Creativity in machine learning teams
August 18, 2023
Some of my most notable moments in my career was when someone in the team pulls off something seemingly impossible over the weekend. On closer examination, the solution they came up with is just surprisingly and refreshingly creative compared to what you’ve been building the whole month.
I’ve seen people:
- repurpose well-known age old datasets for completely different problems
- reuse vision models on text problems
- train with just one example to prove that our model does not work at all
- use a 7 liner function that beats models in development
- bring down docker images to a fifth of their size
- add (or remove) just one line, thereby improving serving performance … and so much more.
Often, it just sets sparks flying all across the entire team, and you get a chain reaction of creative solutions from different people putting their heads together. And by the weekend you’ve made several leaps and breakthroughs and are much closer to delivering value.
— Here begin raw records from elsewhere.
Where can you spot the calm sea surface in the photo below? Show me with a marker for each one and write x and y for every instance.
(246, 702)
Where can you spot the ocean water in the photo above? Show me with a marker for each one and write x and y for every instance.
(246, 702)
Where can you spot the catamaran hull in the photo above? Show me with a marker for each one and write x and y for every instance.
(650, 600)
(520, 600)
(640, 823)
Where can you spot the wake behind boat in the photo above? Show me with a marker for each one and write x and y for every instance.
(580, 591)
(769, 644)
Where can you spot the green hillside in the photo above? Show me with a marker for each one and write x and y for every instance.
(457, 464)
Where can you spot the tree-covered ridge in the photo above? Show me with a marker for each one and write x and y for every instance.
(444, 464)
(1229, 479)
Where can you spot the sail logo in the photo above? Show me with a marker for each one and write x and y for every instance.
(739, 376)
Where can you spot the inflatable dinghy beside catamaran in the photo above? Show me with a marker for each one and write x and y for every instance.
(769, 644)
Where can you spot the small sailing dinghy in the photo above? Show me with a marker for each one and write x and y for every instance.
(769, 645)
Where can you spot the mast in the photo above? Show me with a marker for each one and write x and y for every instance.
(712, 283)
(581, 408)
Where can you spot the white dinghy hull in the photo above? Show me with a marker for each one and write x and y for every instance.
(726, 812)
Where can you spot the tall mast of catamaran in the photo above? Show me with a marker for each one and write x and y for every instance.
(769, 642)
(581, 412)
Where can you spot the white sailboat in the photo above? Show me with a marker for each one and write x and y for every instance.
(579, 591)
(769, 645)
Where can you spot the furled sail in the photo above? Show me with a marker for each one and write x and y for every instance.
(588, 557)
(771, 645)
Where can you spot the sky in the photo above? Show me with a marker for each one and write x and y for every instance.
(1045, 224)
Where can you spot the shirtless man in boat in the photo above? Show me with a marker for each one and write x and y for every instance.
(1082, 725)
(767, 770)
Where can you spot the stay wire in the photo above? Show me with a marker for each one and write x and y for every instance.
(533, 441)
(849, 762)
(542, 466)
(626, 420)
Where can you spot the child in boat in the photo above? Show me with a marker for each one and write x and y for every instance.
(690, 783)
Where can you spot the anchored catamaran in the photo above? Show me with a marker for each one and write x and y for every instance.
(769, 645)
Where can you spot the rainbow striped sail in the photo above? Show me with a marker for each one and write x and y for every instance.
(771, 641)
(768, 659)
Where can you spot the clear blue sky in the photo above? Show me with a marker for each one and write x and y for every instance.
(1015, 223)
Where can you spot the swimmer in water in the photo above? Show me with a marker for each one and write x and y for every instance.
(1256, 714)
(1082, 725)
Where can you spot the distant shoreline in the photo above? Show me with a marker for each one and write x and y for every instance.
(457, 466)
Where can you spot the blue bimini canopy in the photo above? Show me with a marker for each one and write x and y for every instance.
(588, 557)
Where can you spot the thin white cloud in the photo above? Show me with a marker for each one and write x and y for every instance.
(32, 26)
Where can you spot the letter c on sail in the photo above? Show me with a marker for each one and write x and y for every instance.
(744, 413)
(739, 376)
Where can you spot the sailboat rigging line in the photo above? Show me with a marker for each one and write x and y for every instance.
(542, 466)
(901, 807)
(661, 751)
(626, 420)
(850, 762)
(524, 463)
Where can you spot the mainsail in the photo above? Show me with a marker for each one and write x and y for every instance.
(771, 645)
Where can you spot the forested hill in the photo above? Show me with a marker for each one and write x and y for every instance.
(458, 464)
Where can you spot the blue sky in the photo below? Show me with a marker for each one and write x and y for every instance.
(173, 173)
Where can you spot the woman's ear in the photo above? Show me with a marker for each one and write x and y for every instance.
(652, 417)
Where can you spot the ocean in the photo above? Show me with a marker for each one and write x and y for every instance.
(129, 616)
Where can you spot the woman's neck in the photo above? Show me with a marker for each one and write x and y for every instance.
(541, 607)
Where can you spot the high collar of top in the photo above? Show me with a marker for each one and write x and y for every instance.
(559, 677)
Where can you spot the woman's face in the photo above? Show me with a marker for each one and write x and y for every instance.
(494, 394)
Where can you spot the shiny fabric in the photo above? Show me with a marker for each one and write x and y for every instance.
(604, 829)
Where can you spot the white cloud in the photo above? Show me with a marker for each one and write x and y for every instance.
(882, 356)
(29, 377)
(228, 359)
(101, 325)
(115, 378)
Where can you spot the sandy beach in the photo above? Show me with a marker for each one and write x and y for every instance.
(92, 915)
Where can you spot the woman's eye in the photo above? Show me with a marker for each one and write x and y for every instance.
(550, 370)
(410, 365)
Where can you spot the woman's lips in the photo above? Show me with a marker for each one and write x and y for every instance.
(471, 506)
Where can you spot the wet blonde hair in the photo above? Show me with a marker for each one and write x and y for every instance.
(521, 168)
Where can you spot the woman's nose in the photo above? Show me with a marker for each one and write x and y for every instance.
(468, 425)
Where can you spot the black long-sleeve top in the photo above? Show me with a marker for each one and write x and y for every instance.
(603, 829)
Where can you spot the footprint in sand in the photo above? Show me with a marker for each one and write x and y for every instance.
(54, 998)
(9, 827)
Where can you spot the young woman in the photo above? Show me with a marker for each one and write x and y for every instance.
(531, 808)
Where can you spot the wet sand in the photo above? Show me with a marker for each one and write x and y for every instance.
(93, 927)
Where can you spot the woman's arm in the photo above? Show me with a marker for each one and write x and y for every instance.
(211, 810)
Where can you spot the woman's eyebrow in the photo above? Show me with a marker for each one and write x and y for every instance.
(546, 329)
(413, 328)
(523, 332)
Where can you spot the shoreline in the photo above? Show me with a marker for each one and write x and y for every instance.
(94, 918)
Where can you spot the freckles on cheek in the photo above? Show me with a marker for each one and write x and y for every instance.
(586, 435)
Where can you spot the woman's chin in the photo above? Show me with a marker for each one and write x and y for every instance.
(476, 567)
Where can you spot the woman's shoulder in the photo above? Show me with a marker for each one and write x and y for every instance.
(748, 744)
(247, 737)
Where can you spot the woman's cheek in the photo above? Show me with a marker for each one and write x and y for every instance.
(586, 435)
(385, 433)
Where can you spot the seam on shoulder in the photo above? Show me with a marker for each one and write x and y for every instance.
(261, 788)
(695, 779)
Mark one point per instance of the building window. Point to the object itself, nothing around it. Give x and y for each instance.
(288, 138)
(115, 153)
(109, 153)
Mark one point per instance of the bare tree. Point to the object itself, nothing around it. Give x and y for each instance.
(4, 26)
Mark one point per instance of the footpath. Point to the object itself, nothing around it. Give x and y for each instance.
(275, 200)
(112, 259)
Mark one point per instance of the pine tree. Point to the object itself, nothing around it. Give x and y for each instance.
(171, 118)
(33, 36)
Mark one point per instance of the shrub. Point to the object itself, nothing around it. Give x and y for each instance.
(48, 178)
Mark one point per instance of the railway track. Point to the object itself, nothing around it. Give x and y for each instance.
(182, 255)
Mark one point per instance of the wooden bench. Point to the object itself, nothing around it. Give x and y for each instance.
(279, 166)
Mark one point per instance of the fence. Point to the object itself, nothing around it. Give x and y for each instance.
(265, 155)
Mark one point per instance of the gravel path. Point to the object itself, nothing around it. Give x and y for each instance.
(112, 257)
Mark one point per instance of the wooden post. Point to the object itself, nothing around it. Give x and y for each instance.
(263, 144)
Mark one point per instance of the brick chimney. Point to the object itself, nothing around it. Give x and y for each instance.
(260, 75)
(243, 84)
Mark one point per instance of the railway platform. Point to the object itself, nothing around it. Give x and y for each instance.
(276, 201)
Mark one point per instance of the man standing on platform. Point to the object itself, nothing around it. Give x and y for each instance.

These are not one off incidents- there are always specific people on the team who do this time and time again. Most AI teams today hire for deep knowledge in math or software packages. At the heart of it, machine learning is about problem solving. People who would bring fresh perspective into the team, by definition are helping you see and solve the problem in different ways.
So if you’re hiring, look for the quirky side project in the resume, ask them if they have built any websites or games on the side, see if they tell you a story about it.
If you’re leading the team, don’t tell people “that will never work”. Instead, ask them “how might we get that to work when we have 100 cuncurrent requests?“.
And who knows?
They might just surprise you on Monday.